Once you look at the web As such a basic foundation. These seedlings were funded in the old-fashioned way by venture capitalists, but some of them were funded by tech companies and companies like his Nvidia, which was producing hardware that could allegedly build the future of AI. received significant investment from both.

The third stage of the cycle, euphoria, is the stage we are in now. The winds of caution are shifting, and ostensibly rational companies are betting huge sums of money on AI. OpenAI boss Sam Altman began by saying,
Raise $7 trillion from Middle East oil states For the big push to create AGI (artificial general intelligence). He also partnered with Microsoft to
stargate supercomputer. All of this seems to be based on articles of faith. So to create a superintelligent machine, all you need is (a) infinitely more data and (b) infinitely more computing power. And the strange thing is that at the moment the world seems to be taking these fantasies at face value.

This begins the fourth stage of the cycle: profit taking.

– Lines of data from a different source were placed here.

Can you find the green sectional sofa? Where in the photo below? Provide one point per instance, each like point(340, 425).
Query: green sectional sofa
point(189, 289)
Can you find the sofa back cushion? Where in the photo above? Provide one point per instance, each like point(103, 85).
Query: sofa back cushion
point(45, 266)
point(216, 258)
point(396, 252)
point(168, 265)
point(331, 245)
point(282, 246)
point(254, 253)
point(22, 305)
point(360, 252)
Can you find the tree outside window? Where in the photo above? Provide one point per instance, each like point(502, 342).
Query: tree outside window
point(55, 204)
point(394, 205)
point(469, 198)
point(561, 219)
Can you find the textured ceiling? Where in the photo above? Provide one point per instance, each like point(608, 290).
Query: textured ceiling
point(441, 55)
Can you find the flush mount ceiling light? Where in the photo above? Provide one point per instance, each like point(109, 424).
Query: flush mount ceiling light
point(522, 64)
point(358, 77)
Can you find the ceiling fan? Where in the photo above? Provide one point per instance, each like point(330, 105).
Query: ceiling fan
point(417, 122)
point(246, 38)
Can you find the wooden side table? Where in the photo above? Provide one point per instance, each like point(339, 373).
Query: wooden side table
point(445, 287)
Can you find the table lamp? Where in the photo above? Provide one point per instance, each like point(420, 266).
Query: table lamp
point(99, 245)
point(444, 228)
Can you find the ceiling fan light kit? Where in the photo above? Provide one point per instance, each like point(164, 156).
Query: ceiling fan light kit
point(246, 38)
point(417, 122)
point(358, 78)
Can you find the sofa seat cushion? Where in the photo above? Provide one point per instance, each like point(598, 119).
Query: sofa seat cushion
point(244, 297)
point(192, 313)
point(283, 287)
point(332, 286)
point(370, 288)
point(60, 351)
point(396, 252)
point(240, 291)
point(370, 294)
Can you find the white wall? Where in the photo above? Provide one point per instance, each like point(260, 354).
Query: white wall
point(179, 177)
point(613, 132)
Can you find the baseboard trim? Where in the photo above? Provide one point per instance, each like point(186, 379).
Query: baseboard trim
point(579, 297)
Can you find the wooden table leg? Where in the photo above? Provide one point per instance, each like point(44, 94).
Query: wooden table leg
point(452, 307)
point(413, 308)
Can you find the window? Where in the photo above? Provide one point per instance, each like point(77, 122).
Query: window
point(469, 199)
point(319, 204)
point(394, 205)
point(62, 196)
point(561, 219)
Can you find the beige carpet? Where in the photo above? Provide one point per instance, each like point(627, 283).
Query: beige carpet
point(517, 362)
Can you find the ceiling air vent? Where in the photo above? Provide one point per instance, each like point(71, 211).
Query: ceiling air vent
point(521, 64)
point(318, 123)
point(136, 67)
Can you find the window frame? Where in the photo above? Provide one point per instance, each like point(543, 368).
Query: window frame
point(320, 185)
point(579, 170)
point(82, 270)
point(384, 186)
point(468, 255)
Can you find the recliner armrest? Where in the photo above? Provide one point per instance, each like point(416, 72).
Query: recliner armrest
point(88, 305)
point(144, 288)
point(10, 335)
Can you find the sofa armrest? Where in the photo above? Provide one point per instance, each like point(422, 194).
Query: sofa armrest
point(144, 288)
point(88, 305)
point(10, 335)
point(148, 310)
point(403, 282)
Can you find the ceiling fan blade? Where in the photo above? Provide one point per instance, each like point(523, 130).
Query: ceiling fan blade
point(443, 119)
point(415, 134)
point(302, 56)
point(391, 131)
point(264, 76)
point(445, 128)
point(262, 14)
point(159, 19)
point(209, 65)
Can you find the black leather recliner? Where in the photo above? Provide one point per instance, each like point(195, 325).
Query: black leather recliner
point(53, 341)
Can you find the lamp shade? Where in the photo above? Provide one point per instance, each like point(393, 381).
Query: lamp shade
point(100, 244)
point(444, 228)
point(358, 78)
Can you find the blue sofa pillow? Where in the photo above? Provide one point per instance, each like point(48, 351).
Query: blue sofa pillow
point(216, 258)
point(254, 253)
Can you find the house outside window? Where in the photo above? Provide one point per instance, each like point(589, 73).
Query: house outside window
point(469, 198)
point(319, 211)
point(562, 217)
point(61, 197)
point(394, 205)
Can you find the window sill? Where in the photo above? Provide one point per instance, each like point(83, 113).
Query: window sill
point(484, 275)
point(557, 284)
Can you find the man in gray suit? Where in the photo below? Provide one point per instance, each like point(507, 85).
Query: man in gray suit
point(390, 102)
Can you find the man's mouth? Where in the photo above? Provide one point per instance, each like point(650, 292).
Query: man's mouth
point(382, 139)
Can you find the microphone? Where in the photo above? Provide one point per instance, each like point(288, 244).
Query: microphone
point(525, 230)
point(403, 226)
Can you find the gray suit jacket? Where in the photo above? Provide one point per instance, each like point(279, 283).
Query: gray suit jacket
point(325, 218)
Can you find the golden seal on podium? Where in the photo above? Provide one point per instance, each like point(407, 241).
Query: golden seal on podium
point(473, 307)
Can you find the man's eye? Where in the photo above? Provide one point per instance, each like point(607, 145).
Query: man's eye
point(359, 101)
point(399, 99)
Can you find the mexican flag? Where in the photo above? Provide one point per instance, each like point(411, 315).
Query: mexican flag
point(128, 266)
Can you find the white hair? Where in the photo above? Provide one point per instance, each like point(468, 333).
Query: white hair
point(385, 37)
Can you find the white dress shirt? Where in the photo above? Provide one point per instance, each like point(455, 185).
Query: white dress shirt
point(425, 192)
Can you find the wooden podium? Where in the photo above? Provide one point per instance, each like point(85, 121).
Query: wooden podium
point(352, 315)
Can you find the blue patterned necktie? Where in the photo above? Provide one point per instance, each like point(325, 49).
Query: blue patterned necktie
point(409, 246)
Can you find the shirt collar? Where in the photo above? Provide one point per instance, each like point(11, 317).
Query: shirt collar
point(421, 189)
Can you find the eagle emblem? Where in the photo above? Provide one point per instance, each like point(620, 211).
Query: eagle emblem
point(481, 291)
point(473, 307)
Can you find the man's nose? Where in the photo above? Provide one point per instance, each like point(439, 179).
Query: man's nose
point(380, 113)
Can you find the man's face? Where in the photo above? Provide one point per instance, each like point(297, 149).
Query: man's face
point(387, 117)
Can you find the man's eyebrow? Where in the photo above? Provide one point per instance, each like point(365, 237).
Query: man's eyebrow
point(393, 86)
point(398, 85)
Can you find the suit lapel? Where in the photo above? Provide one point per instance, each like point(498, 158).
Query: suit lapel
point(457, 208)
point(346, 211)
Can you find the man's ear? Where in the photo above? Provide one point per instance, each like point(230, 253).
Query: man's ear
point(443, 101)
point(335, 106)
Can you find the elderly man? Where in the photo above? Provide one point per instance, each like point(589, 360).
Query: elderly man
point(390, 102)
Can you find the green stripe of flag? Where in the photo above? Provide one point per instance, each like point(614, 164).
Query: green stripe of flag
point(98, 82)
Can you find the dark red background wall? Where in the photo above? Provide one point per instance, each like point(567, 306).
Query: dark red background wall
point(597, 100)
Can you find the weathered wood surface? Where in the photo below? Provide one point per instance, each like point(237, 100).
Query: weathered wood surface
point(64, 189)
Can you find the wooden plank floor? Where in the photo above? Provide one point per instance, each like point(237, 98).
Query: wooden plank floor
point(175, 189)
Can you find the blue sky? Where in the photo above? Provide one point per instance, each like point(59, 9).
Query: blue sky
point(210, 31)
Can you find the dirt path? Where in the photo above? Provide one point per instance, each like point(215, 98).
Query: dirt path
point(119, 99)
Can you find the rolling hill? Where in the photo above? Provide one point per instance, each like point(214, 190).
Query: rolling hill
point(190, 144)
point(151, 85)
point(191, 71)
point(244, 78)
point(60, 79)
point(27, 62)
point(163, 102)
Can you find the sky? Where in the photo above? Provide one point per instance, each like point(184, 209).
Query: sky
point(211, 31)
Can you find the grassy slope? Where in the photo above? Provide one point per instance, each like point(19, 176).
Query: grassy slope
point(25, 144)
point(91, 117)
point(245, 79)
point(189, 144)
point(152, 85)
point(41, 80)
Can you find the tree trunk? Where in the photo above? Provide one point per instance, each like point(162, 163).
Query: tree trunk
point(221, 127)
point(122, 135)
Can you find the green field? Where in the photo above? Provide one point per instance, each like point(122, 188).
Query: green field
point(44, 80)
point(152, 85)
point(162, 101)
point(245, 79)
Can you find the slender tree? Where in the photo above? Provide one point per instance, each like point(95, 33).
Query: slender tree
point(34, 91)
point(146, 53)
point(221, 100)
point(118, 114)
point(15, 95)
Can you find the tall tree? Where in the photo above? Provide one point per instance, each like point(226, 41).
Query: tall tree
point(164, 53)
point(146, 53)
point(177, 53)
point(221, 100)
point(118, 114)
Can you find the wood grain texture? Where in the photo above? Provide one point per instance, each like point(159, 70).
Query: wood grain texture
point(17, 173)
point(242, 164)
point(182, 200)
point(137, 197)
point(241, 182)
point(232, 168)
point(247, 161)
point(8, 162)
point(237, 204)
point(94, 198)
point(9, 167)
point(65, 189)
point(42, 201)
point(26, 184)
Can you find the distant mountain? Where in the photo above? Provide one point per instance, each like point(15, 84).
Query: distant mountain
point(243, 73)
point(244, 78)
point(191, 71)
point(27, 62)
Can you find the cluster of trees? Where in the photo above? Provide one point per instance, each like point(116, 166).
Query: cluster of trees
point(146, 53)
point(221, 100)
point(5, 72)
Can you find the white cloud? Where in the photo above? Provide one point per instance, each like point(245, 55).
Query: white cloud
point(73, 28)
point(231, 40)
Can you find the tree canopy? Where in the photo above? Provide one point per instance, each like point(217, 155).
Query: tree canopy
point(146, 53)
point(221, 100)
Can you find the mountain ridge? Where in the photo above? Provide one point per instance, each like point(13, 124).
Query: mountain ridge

At this point, an astute operator notices that the process is becoming unstable and initiates an escape before the bubble bursts. No one is actually making money from AI yet, except the companies that build the hardware, so maybe the people who own stock in Nvidia, Apple, Amazon, Meta, Microsoft, Alphabet (née Google). Other than that, there are very few benefits to be gained. It turns out that this generative AI is great at spending money, but not great at generating investment returns.

Stage 5 – Panic – awaits. At some stage the bubble gets punctured and a rapid downward curve begins as people scramble to get out while they can. In the case of AI, it is unclear what triggers this process. Governments may eventually grow tired of out-of-control giant corporations draining investors’ money. Or will shareholders come to the same conclusion? Or finally realizing that AI technology is causing an environmental disaster. Data centers cannot be spread all over the earth.

But it will burst someday. Nothing grows exponentially forever. So, back to the first question. Are we in an AI bubble? Is the Pope a Catholic?